Oleh Ustadz Ma’ruf Khozin *)
Ada sebagian warga kita yang tidak percaya wabah, namun melihat realitas di kampung-kampung banyak orang yang wafat. Agar tidak banyak orang yang wafat, maka mereka keliling kampung membaca Shalawat Burdah, sambil membawa obor dan kentongan.
Saya percaya keampuhan doa kepada Allah dengan memperbanyak Shalawat. Alhamdulillah, saya menerima beberapa ijazah dari guru-guru saya. Saya setuju dengan doa keselamatan di masa-masa sekarang. Masalahnya adalah mereka berkerumun, tidak memakai masker dan tidak menjaga jarak.
Kita cukup belajar dari perjalanan Thaun / wabah yang dialami oleh Umat Islam di abad pertengahan.
Al-Hafidz Ibnu Hajar mengisahkan 2 peristiwa di negeri Syam dan Mesir dalam kitabnya Badzl Ma’un fi Fadli Thaun, 328-329.

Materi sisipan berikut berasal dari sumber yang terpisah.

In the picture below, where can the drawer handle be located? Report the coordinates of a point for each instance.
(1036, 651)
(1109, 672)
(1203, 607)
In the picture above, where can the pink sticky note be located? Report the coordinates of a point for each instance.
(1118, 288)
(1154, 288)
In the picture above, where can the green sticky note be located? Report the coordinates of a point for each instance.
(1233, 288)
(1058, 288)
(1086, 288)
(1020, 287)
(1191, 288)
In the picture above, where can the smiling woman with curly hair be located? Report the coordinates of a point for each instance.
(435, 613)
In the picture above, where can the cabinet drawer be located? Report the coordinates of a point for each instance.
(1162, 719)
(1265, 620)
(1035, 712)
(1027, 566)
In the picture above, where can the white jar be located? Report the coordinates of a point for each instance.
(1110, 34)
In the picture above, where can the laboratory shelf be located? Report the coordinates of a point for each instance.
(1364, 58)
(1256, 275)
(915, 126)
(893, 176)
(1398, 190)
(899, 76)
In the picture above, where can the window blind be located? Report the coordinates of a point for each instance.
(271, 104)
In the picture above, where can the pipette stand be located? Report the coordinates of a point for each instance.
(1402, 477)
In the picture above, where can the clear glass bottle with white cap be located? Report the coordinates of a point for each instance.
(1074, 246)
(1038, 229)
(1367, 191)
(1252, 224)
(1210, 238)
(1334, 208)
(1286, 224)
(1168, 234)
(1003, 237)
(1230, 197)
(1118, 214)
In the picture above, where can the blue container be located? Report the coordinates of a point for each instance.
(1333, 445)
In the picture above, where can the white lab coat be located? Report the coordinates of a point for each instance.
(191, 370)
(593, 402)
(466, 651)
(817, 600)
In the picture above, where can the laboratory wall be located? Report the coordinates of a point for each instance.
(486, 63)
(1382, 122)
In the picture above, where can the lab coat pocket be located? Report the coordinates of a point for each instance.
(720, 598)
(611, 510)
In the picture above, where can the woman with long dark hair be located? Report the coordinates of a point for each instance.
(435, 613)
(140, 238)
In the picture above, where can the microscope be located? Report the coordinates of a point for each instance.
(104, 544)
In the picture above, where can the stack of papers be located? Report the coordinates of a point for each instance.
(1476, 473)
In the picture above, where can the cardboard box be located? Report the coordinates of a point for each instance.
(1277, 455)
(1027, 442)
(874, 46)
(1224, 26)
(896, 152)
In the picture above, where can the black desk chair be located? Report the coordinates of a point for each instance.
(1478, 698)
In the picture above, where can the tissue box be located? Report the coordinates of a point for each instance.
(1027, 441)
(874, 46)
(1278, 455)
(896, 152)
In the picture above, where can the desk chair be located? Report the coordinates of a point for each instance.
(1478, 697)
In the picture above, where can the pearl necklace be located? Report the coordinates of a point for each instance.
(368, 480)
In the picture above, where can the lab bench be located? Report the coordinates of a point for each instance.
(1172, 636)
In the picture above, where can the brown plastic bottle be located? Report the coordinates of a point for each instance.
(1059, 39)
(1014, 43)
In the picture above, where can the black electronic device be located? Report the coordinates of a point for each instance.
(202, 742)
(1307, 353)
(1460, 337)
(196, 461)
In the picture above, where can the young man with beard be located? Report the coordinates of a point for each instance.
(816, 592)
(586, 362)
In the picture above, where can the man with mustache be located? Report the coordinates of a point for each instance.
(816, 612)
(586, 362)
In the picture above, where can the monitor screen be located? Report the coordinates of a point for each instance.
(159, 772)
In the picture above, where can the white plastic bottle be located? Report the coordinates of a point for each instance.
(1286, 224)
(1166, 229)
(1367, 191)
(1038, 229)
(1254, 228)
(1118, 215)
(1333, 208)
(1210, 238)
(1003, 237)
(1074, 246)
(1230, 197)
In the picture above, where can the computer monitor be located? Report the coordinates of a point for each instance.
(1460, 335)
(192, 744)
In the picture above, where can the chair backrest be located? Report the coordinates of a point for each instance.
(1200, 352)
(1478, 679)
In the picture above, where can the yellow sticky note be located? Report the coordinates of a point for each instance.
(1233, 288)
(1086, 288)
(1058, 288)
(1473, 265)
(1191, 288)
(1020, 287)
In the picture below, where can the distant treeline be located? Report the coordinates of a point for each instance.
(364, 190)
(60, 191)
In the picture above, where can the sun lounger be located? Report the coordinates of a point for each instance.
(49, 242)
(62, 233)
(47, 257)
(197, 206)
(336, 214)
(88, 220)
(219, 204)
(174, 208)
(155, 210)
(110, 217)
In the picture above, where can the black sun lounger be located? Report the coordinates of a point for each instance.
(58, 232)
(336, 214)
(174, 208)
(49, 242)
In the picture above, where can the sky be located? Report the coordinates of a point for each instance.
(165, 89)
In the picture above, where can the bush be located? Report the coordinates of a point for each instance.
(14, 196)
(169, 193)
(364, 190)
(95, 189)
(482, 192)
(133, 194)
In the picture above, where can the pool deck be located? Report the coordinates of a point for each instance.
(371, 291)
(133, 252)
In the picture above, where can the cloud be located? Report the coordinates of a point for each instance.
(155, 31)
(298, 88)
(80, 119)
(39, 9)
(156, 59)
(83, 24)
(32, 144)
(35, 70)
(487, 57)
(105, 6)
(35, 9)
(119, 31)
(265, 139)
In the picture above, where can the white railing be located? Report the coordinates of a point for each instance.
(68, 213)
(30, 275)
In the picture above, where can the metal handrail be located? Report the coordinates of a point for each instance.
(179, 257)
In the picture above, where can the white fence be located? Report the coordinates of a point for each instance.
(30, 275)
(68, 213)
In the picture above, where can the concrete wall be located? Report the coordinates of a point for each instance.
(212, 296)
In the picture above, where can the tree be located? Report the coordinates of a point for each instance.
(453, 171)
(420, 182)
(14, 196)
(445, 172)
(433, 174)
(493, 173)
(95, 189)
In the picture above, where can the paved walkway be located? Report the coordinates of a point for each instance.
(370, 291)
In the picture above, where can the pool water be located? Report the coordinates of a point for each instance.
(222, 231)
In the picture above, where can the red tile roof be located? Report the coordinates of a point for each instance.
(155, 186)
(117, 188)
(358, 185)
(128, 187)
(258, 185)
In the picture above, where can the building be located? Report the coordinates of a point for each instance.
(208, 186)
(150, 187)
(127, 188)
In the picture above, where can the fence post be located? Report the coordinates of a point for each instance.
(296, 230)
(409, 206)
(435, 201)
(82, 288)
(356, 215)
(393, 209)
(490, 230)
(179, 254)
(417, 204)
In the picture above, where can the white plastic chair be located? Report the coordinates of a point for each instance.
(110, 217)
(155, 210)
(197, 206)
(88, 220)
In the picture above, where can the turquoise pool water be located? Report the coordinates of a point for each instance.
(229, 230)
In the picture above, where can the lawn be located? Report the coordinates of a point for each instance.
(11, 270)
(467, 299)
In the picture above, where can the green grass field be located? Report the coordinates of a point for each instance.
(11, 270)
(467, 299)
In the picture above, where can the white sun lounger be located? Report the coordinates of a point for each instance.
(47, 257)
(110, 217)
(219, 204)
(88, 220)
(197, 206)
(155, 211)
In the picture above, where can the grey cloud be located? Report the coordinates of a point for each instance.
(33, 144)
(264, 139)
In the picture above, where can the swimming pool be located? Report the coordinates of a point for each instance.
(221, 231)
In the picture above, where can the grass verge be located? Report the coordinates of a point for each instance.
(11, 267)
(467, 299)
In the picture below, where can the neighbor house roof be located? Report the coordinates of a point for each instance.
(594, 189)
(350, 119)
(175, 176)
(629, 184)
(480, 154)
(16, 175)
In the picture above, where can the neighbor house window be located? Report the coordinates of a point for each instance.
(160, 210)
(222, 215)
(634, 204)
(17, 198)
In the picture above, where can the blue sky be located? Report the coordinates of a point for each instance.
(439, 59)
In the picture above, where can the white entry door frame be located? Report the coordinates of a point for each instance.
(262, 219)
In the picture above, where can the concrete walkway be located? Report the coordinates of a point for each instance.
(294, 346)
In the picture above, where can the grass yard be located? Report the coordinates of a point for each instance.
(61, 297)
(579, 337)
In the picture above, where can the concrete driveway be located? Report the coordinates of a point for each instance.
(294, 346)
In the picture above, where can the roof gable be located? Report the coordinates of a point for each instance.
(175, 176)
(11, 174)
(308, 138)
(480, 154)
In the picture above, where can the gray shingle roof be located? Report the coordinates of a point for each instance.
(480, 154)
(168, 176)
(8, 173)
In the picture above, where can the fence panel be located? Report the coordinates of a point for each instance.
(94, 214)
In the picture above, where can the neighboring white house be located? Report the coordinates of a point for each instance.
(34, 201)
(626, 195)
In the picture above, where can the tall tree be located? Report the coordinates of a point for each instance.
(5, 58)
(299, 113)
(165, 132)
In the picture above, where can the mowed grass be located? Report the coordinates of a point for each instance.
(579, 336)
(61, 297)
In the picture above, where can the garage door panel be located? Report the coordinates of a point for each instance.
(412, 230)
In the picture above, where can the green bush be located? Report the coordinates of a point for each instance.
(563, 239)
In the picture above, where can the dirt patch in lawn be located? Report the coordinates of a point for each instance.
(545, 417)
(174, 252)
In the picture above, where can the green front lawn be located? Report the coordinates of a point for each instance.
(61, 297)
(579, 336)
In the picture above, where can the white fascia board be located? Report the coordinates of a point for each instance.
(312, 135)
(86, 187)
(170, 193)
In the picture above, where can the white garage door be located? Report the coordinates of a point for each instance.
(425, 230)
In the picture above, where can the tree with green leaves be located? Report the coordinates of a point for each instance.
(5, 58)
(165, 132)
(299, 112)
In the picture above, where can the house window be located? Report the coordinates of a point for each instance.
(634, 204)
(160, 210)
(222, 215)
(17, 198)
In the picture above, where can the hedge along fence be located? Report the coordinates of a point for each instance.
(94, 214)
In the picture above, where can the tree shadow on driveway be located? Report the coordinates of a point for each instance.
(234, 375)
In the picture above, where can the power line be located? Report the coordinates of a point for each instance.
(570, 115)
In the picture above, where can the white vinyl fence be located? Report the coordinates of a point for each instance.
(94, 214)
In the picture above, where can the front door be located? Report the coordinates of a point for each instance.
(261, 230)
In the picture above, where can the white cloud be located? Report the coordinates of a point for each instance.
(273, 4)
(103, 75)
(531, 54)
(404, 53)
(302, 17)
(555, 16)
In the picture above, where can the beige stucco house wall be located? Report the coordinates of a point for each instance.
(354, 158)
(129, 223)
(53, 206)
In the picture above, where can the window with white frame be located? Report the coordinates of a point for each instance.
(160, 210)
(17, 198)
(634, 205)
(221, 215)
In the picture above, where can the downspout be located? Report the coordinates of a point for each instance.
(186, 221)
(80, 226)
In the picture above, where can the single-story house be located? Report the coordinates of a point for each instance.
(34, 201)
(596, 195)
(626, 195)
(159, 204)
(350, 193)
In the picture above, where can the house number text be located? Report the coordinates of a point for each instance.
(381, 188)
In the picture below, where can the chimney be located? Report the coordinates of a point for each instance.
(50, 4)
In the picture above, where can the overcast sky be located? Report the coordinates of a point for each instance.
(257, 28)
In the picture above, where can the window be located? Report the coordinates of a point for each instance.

فصاروا يدعون ويصرخون صراخًا عاليًا فذكر أن الناس خرجوا إلى الصحراء ومعظم أكابر البلد فدعوا واستغاثوا، فعظُم الطاعونُ بعد ذلك، وكَثُرَ، وكان قبل دعائهم أخفُّ
“Pada tahun 749 H, Penduduk Damaskus berdoa dan menjerit dengan keras. Disebutkan bahwa mereka keluar menuju lapangan bersama para pembesar negeri itu, mereka berdoa dan istighosah (minta pertolongan), lalu Thaun –wabah– semakin meluas dan makin banyak, padahal sebelumnya masih sedikit.”
Kemudian Al-Hafidz Ibnu Hajar menjelaskan kejadian yang sama di negeri beliau, Mesir:
ووقع هذا فى زماننا، حين وقع أوَّلُ الطاعونِ بالقاهرة فى السابع والعشرين من شهر ربيع الآخَر سنة ثلاث وثلاثين وثمانمائة، فكان عددُ من يموتُ بها دون الأربعين، فخرجوا إلى الصحراء فى الرابع من جمادى الأولى، بعد أن نُودى فيهم بصيام ثلاثة أيام، كما فى الاستسقاء، واجتمعوا، ودعوا، وأقاموا ساعةً، ثم رجعوا، فما انسلخ الشهر حتى صار عددُ من يموت فى كل يومٍ بالقاهرة فوق الألف، ثم تزايد
“Di zaman kami, ketika awal terjadi Thaun di Kairo, bulan Rabiul Awal 833 H, korban meninggal kurang dari 40 orang. Kemudian penduduk Kairo keluar menuju lapangan di bulan Jumadal Ula setelah diserukan puasa 3 hari seperti dalam Salat Istisqa’ (meminta hujan), mereka berkumpul, berdoa beberapa jam lalu kembali ke rumah. Setelah akhir bulan jumlah orang yang wafat di Kairo setiap harinya di atas 1.000 orang, kemudian terus bertambah”.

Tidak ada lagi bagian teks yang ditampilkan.